Ne pas tourner la page
Certains ne peuvent pas tourner la page…
Je lis dans le journal : "Un français sur deux craint de devenir un jour SDF". Et je me dis : "Un français sur deux se fait des illusions", c'est à dire, l'autre français…
Car personne n'est à l'abri. Le monde des multinationales et des rentiers richissimes, a ruiné les ouvriers, les petits paysans, fait vivre les employés avec des salaires de misère, et ce sont maintenant ce que l'on appelle très vaguement les "couches moyennes" qui sont dans le collimateur. Les créateurs de petites entreprises, les artistes ne sont pas logés à meilleure enseigne.
Même si ceux qui sont aujourd'hui relativement privilégiés peuvent vieillir sans connaître la grande pauvreté, leurs enfants pourront la connaître. Le fossé ne cesse de croître entre les nantis et les misérables, et à l'intérieur même du camp des nantis, il y a exclusion et concentration accrue des richesses.
Alors oui, les chômeurs, les "sans emploi" (deux fois plus nombreux) les travailleurs précaires, les travailleurs pauvres, les SDF, les jeunes qui galèrent de stage en stage, les vieux dont la retraite est rognée, pour tous ceux là, il n'est pas question de "tourner la page" de ce qui fut notre combat : une candidature unique anti libérale.
Pourquoi ? Parce que cette candidature aurait été la voix des "sans voix".
Eh bien, nous ne tournons pas la page.
Les sondages montrent ce qu'on a toujours su : ni Marie Georges Buffet, ni Olivier Besancenot ne sont en mesure de mobiliser les millions de citoyens qui souffrent, ne sont en mesure de faire obstacle à la démagogie et au mensonge.
Si la configuration actuelle des candidature était définitive, le démagogue Le Pen serait le seul vainqueur des élections, le seul à "capitaliser" ce qui fut le NON au référendum, la protestation profonde contre une société monstrueuse.
Alors nous nous tournons vers celui dont nous savions, dès le début de l'aventure des collectifs, qu'il pouvait, seul, incarner la voix des sans voix : José Bové.

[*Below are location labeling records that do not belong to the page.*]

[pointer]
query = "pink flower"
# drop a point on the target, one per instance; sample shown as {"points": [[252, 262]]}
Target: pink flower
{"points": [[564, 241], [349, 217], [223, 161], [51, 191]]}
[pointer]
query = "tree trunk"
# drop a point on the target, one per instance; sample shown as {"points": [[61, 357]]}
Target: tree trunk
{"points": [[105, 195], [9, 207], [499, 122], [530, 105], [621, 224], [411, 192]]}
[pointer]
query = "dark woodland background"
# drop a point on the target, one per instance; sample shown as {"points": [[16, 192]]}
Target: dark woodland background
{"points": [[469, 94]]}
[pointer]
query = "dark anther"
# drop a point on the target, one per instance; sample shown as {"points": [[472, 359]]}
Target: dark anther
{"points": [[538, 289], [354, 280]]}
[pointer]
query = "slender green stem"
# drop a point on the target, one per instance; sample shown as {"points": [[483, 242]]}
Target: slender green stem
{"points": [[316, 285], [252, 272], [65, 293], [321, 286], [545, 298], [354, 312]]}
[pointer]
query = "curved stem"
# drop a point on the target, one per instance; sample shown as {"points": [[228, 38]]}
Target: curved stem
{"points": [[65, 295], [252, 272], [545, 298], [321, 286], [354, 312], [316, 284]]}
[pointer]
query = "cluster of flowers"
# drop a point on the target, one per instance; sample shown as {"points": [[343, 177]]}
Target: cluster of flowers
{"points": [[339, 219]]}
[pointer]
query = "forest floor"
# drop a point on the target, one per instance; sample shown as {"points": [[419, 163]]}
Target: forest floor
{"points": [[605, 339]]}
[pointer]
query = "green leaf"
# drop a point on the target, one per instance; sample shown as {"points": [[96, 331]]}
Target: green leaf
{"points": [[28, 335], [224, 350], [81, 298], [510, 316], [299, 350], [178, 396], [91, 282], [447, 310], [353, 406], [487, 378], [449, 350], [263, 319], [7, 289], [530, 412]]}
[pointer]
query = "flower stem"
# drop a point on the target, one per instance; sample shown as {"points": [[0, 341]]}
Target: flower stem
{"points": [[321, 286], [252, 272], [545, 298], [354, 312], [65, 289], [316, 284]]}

Seul, José Bové, a le talent et l'envergure, nationale et internationale, pour bousculer l'establishment politique, pour faire barrage à Le Pen, pour casser le bipartisme qui met, de fait, un français sur deux hors du champ politique.
Et surtout, José Bové est indépendant. Il n'est pas attaché à un parti, à des dogmes séculaires. Il n'a pas fait partie de l'appareil d'état, ni de la haute administration. On ne lui trouvera aucun "fil à la patte".
Vous qui lisez ceci, restez attentifs. Nous n'avons pas tourné la page.
L'année 2007 est devant nous, elle recèle encore des surprises.